Our women prisoners deserve more

Giulia Jones MLA 10 July 2017 28

Alexander Maconochie Centre

Our women prisoners deserve a lot more of the ACT Corrections Minister Shane Rattenbury’s time and effort.

When the ACT Assembly acted a decade ago to bring the prisoners of the ACT home and to house them in an ACT based facility, it sounded like a positive step.

The idea that people’s relatives could visit more easily and that management of release, appearances in court and the like could be made easier for remandees and prisoners alike sounded better than having our prisoners accommodated at prisons all over NSW.
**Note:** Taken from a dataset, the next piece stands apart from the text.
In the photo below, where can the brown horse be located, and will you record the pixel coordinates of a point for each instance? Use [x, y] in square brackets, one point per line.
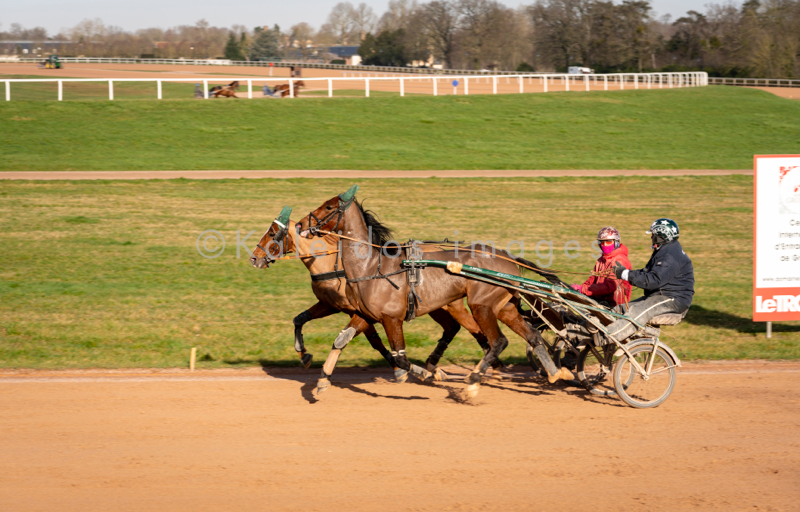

In particular, I had hoped that especially for women this facility would mean that more of them could see family and offspring more often and could have their rehabilitation managed by a community with a great interest in their futures post-prison.

Sadly, the story of our prison has not been as glorious as those who envisioned it had hoped and now we are faced with a situation where there are a number of areas of concern for inmates.

We have remandees and sentenced prisoners housed together, which poses difficulties from a human rights perspective for those ultimately found not guilty.

We have issues with how therapeutic drugs like Suboxone and Methadone are administered so as to avoid inmates poisoning themselves or their fellow inmates.

We have a minister who has for years studiously promoted a free needle exchange program under the justification of safety to assist inmates to take illegal drugs in their cells with cleaner needles than those they currently get hold of. Unfortunately, this campaign sends mixed messages to both inmates and employees of the prison that the fight to stop illegal drugs entering the prison that gives up on the idea of a clean facility where inmates can imagine a life without substance abuse and life controlling health issues.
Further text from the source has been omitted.